Мы остались в заслоне. Нас было четверо: Михаил Пивень, Семен Селезнев, Дмитрий Береговой и я…».

— Береговой! — воскликнул Вася. — Это наш Береговой! С Подола!

— Брат его в нашей школе учится, — добавил Боярченко.

Андрейка, глубоко вздохнув, продолжал:

«10 часов вечера, 30 июня. Мы сделали так, как приказал Соколовский. Хотя в лесу уже темно, но мы видели, как нас обходят. За деревьями мелькали сгорбленные темные фигуры карателей. Мы ожидали. Тем временем весь отряд спустился к реке и начал переправу. Всё делалось по возможности бесшумно и быстро. Рубились деревья, связывались плоты. Нас уже начали обстреливать, но огнем пулемета и трех автоматов мы заставили полицейских и карателей отойти. Никто из них не пробрался к переправе. Береговой, местный житель, хорошо знает лес, он посоветовал рассредоточиться. Мы с ним заняли место под пригорком, а Селезнев и Пивень — в стороне, метров за сто…

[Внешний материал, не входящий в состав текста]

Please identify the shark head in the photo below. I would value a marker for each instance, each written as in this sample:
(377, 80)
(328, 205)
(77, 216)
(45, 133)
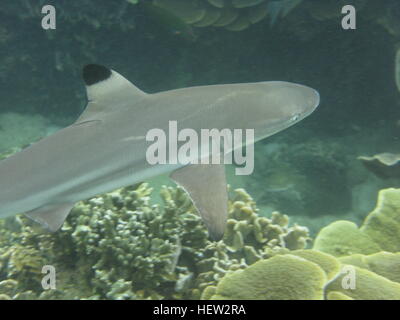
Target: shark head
(269, 107)
(281, 105)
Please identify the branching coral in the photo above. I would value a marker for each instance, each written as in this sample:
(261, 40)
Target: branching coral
(119, 246)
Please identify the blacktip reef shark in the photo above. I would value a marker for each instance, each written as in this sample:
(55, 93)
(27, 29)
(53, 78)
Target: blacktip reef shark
(105, 148)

11 часов вечера. Стрельба то затихает, то начинается снова. В редкие промежутки между стрельбой я пишу. К нам приполз раненный в грудь, истекающий кровью Селезнев. Он сказал, что Пивень ранил его и уполз к немцам. Мы остались теперь втроем. У нас два автомата и пулемет, три гранаты и две мины, по два сухаря на брата и три коробки консервов.

Уже совсем темно. Из-за реки взлетела зеленая ракета. Это сигнал: переправа подходит к концу, нам разрешено отходить. Но куда мы отойдем? Мы окружены и к тому же ранены. Береговой — в живот, я — в левую ногу, Селезнев — в грудь…».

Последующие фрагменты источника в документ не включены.